Stella shook her head. “Mostly my family did our hunting to the south of Colorado City. That’s close to where Ma and I lived, though we were deep into the mountains to the west. I’ve never been this far north.

” She finished the last piece of her grouse and tossed the bones into the fire.

“Do you think I’ll be able to hide from Pa in Cheyenne? ”

Nodding, Tex said, “Yep.

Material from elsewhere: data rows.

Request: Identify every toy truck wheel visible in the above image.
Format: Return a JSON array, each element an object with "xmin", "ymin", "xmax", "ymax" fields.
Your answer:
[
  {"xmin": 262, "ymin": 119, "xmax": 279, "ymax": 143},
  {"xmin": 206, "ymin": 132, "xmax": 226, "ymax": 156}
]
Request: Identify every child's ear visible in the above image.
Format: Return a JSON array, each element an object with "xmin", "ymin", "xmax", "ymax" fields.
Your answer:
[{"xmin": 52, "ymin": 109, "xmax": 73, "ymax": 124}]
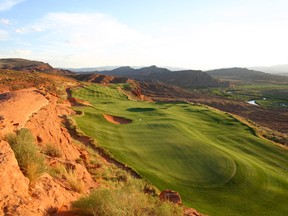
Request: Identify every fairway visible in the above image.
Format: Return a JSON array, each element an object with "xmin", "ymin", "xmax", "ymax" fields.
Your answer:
[{"xmin": 72, "ymin": 84, "xmax": 288, "ymax": 216}]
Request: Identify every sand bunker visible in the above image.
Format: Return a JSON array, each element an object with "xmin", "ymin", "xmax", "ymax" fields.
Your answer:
[{"xmin": 103, "ymin": 114, "xmax": 132, "ymax": 124}]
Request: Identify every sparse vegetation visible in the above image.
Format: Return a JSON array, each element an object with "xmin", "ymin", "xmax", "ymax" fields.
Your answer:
[
  {"xmin": 73, "ymin": 85, "xmax": 288, "ymax": 215},
  {"xmin": 73, "ymin": 179, "xmax": 183, "ymax": 216},
  {"xmin": 49, "ymin": 162, "xmax": 84, "ymax": 193},
  {"xmin": 43, "ymin": 143, "xmax": 62, "ymax": 157},
  {"xmin": 65, "ymin": 169, "xmax": 84, "ymax": 193},
  {"xmin": 6, "ymin": 128, "xmax": 46, "ymax": 183}
]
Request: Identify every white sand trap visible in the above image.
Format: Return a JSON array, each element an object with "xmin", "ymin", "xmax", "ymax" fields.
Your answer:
[{"xmin": 103, "ymin": 114, "xmax": 132, "ymax": 124}]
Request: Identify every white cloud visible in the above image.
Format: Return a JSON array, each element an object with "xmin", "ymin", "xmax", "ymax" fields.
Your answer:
[
  {"xmin": 0, "ymin": 0, "xmax": 25, "ymax": 11},
  {"xmin": 0, "ymin": 18, "xmax": 11, "ymax": 25},
  {"xmin": 0, "ymin": 29, "xmax": 9, "ymax": 41},
  {"xmin": 25, "ymin": 13, "xmax": 151, "ymax": 66},
  {"xmin": 10, "ymin": 49, "xmax": 32, "ymax": 56},
  {"xmin": 7, "ymin": 11, "xmax": 288, "ymax": 69}
]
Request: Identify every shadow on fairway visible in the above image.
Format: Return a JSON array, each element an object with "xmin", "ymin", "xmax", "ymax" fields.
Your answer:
[{"xmin": 127, "ymin": 107, "xmax": 156, "ymax": 112}]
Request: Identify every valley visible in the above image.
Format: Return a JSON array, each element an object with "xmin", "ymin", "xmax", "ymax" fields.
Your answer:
[
  {"xmin": 72, "ymin": 84, "xmax": 288, "ymax": 215},
  {"xmin": 0, "ymin": 59, "xmax": 288, "ymax": 216}
]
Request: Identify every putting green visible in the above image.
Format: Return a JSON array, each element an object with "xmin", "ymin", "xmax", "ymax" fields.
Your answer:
[{"xmin": 72, "ymin": 84, "xmax": 288, "ymax": 215}]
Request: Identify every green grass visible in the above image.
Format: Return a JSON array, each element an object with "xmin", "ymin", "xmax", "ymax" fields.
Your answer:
[
  {"xmin": 73, "ymin": 85, "xmax": 288, "ymax": 215},
  {"xmin": 72, "ymin": 179, "xmax": 183, "ymax": 216}
]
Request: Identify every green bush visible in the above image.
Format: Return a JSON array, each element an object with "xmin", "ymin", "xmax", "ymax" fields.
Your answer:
[
  {"xmin": 72, "ymin": 182, "xmax": 183, "ymax": 216},
  {"xmin": 43, "ymin": 144, "xmax": 62, "ymax": 157},
  {"xmin": 6, "ymin": 128, "xmax": 46, "ymax": 183}
]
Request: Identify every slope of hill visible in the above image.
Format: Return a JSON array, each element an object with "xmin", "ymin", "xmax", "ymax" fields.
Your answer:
[
  {"xmin": 0, "ymin": 58, "xmax": 73, "ymax": 75},
  {"xmin": 72, "ymin": 84, "xmax": 288, "ymax": 216},
  {"xmin": 206, "ymin": 68, "xmax": 288, "ymax": 83},
  {"xmin": 249, "ymin": 64, "xmax": 288, "ymax": 76},
  {"xmin": 97, "ymin": 66, "xmax": 229, "ymax": 88}
]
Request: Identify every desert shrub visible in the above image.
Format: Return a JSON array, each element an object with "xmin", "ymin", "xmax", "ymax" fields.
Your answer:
[
  {"xmin": 6, "ymin": 128, "xmax": 46, "ymax": 183},
  {"xmin": 49, "ymin": 163, "xmax": 84, "ymax": 193},
  {"xmin": 65, "ymin": 169, "xmax": 84, "ymax": 193},
  {"xmin": 72, "ymin": 182, "xmax": 183, "ymax": 216},
  {"xmin": 43, "ymin": 143, "xmax": 62, "ymax": 157}
]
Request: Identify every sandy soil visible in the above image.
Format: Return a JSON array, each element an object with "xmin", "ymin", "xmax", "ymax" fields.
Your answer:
[
  {"xmin": 0, "ymin": 88, "xmax": 48, "ymax": 137},
  {"xmin": 103, "ymin": 114, "xmax": 132, "ymax": 124}
]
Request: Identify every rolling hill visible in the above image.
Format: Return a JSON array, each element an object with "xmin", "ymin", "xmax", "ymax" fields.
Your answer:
[
  {"xmin": 206, "ymin": 68, "xmax": 288, "ymax": 83},
  {"xmin": 97, "ymin": 66, "xmax": 229, "ymax": 88},
  {"xmin": 72, "ymin": 84, "xmax": 288, "ymax": 216},
  {"xmin": 0, "ymin": 58, "xmax": 73, "ymax": 75}
]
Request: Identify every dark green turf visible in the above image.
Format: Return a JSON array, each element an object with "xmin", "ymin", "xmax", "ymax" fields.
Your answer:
[{"xmin": 73, "ymin": 85, "xmax": 288, "ymax": 216}]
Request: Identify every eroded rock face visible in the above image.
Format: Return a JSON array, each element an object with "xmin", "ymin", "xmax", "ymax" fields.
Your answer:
[
  {"xmin": 25, "ymin": 95, "xmax": 80, "ymax": 160},
  {"xmin": 159, "ymin": 190, "xmax": 182, "ymax": 205},
  {"xmin": 0, "ymin": 88, "xmax": 48, "ymax": 137},
  {"xmin": 0, "ymin": 140, "xmax": 29, "ymax": 215}
]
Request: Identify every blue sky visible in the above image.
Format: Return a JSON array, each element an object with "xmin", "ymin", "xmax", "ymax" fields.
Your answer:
[{"xmin": 0, "ymin": 0, "xmax": 288, "ymax": 70}]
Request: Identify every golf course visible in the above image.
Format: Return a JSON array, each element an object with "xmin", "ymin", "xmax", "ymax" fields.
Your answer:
[{"xmin": 72, "ymin": 84, "xmax": 288, "ymax": 216}]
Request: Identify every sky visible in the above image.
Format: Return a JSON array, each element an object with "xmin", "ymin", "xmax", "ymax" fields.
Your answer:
[{"xmin": 0, "ymin": 0, "xmax": 288, "ymax": 70}]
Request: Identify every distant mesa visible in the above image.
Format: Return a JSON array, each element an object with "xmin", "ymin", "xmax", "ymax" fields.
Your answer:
[
  {"xmin": 0, "ymin": 58, "xmax": 74, "ymax": 75},
  {"xmin": 206, "ymin": 67, "xmax": 288, "ymax": 83},
  {"xmin": 103, "ymin": 114, "xmax": 132, "ymax": 124},
  {"xmin": 80, "ymin": 65, "xmax": 230, "ymax": 88}
]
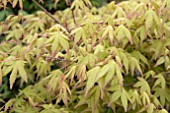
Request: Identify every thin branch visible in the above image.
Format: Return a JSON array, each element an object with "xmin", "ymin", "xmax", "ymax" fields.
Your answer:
[
  {"xmin": 71, "ymin": 9, "xmax": 77, "ymax": 25},
  {"xmin": 32, "ymin": 0, "xmax": 60, "ymax": 24}
]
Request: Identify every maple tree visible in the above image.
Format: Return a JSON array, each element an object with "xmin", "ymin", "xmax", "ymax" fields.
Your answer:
[{"xmin": 0, "ymin": 0, "xmax": 170, "ymax": 113}]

And it’s unlikely you’ll go to prison or even be arrested. You’d be tagged as part of the gang but not arrested for that alone.”

“My family aren’t outlaws. We’re not a gang. We’re a family of wanderers. I’ve told you that time and time again.”

Tex raised his hands in surrender. “I remember, but your family’s got a reputation.

You can’t blame me for your family’s strange ways.

But you don’t get arrested for being nomadic.

” He gave her a narrow-eyed look but didn’t say what he was thinking.

Only a foolish woman would expect him to trust her on her word alone.

She knew this, so there was no need for him to repeat it.

Even so, he was starting to trust her. He didn’t mention that’d make him a fool. He’d run into that saw blade before.

He met Stella’s eyes. As they’d worked to get a meal prepared, he hadn’t paid much mind to where they ended up sitting.

They’d found a sheltered spot, where the gentle evening breeze wouldn’t blow the fire around and would reflect off the stone wall, with the oak branches overhead taking in a lot of the smoke.

They’d settled in between the fire and the stone and leaned back to watch the bird cook, then stayed there to eat it.